Step 5: Run the LoRA.
At this point, the workflow is simple: add the trigger word to your prompt, set the LoRA path, keep scale at a reasonable starting value such as 1, optionally set a seed, and then click Run.
Here is an example of the kind of result you can generate after loading the LoRA:

LoRA on Civitai
Civitai is a creator-focused platform with a large number of shared LoRAs. It is especially useful when you want to browse by style, theme, or example output.
This workflow is similar to Hugging Face, but there is one important difference: on Civitai, you usually load the LoRA by direct URL, not by repository shorthand.
Step 1: Search for a compatible LoRA on Civitai.
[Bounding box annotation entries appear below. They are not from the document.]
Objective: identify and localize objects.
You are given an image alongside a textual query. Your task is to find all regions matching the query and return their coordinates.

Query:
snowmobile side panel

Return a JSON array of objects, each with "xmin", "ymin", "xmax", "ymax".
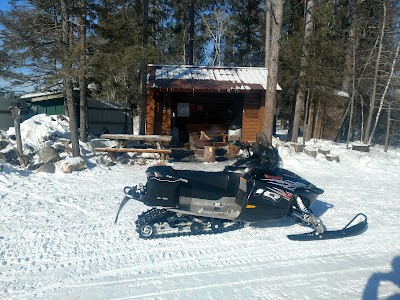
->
[
  {"xmin": 143, "ymin": 177, "xmax": 180, "ymax": 207},
  {"xmin": 177, "ymin": 170, "xmax": 239, "ymax": 200},
  {"xmin": 238, "ymin": 182, "xmax": 293, "ymax": 222}
]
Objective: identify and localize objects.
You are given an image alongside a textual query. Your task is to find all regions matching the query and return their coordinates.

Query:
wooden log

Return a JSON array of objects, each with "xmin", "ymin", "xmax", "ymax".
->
[
  {"xmin": 193, "ymin": 148, "xmax": 204, "ymax": 159},
  {"xmin": 189, "ymin": 132, "xmax": 200, "ymax": 150},
  {"xmin": 325, "ymin": 154, "xmax": 339, "ymax": 162},
  {"xmin": 94, "ymin": 148, "xmax": 172, "ymax": 154},
  {"xmin": 204, "ymin": 146, "xmax": 215, "ymax": 162},
  {"xmin": 351, "ymin": 145, "xmax": 370, "ymax": 152},
  {"xmin": 100, "ymin": 134, "xmax": 172, "ymax": 142}
]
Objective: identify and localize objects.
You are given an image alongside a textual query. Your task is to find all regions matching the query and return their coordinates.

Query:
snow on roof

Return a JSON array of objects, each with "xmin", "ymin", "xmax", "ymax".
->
[{"xmin": 148, "ymin": 65, "xmax": 282, "ymax": 91}]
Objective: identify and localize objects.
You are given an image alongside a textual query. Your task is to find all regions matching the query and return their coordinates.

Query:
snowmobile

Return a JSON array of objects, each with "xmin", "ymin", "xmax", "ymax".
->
[{"xmin": 115, "ymin": 133, "xmax": 367, "ymax": 241}]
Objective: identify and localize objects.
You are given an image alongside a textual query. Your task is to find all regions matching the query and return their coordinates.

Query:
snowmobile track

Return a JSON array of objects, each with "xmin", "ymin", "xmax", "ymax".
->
[{"xmin": 135, "ymin": 208, "xmax": 246, "ymax": 239}]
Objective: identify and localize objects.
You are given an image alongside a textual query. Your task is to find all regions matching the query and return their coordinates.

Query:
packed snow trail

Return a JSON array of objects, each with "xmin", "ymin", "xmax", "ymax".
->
[{"xmin": 0, "ymin": 146, "xmax": 400, "ymax": 299}]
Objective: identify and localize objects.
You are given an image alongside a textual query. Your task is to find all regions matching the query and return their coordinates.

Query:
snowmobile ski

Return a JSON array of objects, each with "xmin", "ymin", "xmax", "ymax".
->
[{"xmin": 287, "ymin": 213, "xmax": 368, "ymax": 241}]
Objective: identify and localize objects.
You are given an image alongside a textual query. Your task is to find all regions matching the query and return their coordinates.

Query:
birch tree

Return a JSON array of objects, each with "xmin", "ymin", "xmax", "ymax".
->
[
  {"xmin": 292, "ymin": 0, "xmax": 314, "ymax": 142},
  {"xmin": 263, "ymin": 0, "xmax": 284, "ymax": 142},
  {"xmin": 60, "ymin": 0, "xmax": 80, "ymax": 157}
]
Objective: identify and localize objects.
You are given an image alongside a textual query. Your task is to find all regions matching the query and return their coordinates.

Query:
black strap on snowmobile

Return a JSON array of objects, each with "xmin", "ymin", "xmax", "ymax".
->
[{"xmin": 114, "ymin": 196, "xmax": 131, "ymax": 224}]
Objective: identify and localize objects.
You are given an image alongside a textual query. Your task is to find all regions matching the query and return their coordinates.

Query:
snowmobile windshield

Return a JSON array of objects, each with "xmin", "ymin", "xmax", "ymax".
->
[
  {"xmin": 252, "ymin": 133, "xmax": 281, "ymax": 170},
  {"xmin": 256, "ymin": 132, "xmax": 271, "ymax": 148}
]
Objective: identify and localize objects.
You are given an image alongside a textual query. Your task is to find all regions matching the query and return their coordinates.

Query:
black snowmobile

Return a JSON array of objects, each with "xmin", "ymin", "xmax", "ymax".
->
[{"xmin": 115, "ymin": 133, "xmax": 367, "ymax": 240}]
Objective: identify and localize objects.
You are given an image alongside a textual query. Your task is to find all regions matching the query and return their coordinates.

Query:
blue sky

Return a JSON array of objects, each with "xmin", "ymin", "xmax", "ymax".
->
[{"xmin": 0, "ymin": 0, "xmax": 11, "ymax": 10}]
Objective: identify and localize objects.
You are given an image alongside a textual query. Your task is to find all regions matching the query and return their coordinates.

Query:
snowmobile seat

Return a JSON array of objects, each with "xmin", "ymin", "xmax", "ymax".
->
[
  {"xmin": 177, "ymin": 170, "xmax": 240, "ymax": 200},
  {"xmin": 146, "ymin": 166, "xmax": 176, "ymax": 178}
]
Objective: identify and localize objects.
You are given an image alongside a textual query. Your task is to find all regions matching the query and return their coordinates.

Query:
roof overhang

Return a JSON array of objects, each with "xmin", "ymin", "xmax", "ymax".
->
[{"xmin": 147, "ymin": 65, "xmax": 282, "ymax": 93}]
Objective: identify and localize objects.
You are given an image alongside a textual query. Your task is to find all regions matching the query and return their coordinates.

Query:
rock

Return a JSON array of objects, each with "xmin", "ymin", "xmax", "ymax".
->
[
  {"xmin": 351, "ymin": 145, "xmax": 371, "ymax": 152},
  {"xmin": 62, "ymin": 157, "xmax": 87, "ymax": 173},
  {"xmin": 325, "ymin": 154, "xmax": 339, "ymax": 162},
  {"xmin": 0, "ymin": 140, "xmax": 10, "ymax": 150},
  {"xmin": 318, "ymin": 149, "xmax": 331, "ymax": 155},
  {"xmin": 38, "ymin": 147, "xmax": 61, "ymax": 163},
  {"xmin": 304, "ymin": 148, "xmax": 317, "ymax": 158},
  {"xmin": 37, "ymin": 162, "xmax": 56, "ymax": 174},
  {"xmin": 0, "ymin": 147, "xmax": 19, "ymax": 164}
]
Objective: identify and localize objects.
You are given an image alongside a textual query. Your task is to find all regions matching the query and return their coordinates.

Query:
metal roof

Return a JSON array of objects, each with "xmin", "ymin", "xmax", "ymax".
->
[{"xmin": 147, "ymin": 65, "xmax": 282, "ymax": 92}]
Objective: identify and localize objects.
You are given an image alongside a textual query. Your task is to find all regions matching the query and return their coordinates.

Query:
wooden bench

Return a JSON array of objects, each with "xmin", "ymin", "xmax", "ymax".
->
[{"xmin": 94, "ymin": 134, "xmax": 172, "ymax": 161}]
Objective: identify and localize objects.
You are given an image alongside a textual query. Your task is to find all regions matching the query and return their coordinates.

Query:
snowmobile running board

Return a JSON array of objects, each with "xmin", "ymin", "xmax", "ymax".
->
[{"xmin": 287, "ymin": 213, "xmax": 368, "ymax": 241}]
The search workflow is similar to Hugging Face. Use the base model name, version, and parameter size together with the keyword LoRA to narrow the results, for example Wan 2.2 14B LoRA.
For example, if you want a style similar to Baldur’s Gate 3, you can look for a matching LoRA on Civitai and inspect its compatibility information carefully before using it.
Step 2: Read the model details before loading anything.
For LoRAs hosted on Civitai, WaveSpeedAI does not support the <owner>/<model-name> shortcut format.
Instead, you should use the direct URL of the LoRA file. That makes it especially important to confirm the model information before loading it.
In the model card, focus on Base Model and Trigger Words first. In this example, the base model is Wan Video 14B t2v, and the trigger word is 3d render in bg artstyle.

Step 3: Open a compatible WaveSpeedAI model.
Open WaveSpeedAI and choose a compatible model such as wavespeed-ai/wan-2.1/t2v-720p-lora. You can also use other WaveSpeedAI models that support LoRA loading, such as wavespeed-ai/wan-2.1/i2v-720p-lora.
As with Hugging Face, you add the LoRA trigger word to the prompt and place the LoRA file URL in path.
Use scale to control how strongly the LoRA influences the base model. The default 1 is usually a good starting point. You can also use seed for comparison and reproducibility.
Some models also expose additional parameters, but WaveSpeedAI already provides practical defaults for most use cases.
If you want to refine the result further, you can adjust those settings. Just remember that higher values for parameters such as num_inference_steps usually increase generation time.
Step 4: Copy the correct download URL.
On Civitai, make sure you use the SafeTensor version of the LoRA whenever that option is available.
Then right-click Download, copy the link address, and use that URL in the WaveSpeedAI path field.
Step 5: Paste the URL into WaveSpeedAI and run the model.
In the playground of wavespeed-ai/wan-2.1/t2v-720p-lora, open the loras section, click + Add Item, paste the copied URL into path, add the trigger word to your prompt, and then run the model.
If you are not sure how to prompt a LoRA effectively, check the examples provided by the author. Civitai model pages often include prompts, settings, and output references.
Here, we copy the prompt from the author’s example to try generating our own game-style character.
The output may differ slightly from the author’s example, but that is normal. Start with the reference prompt, then refine the style, camera language, materials, or mood until the output fits your goal.
Conclusion
By this point, you have seen how to find LoRAs on Hugging Face and Civitai, check whether they match the correct base model, and use them on WaveSpeedAI.
LoRA does not replace taste or creativity, but it does give you more control once you know what you want. The better you get at choosing the right LoRA, matching it to the right model, and refining your prompts, the better your results will be.
Try a few examples, compare the outputs, and keep iterating. Once you get comfortable with the workflow, LoRA becomes one of the most practical ways to push your generations closer to your intended style.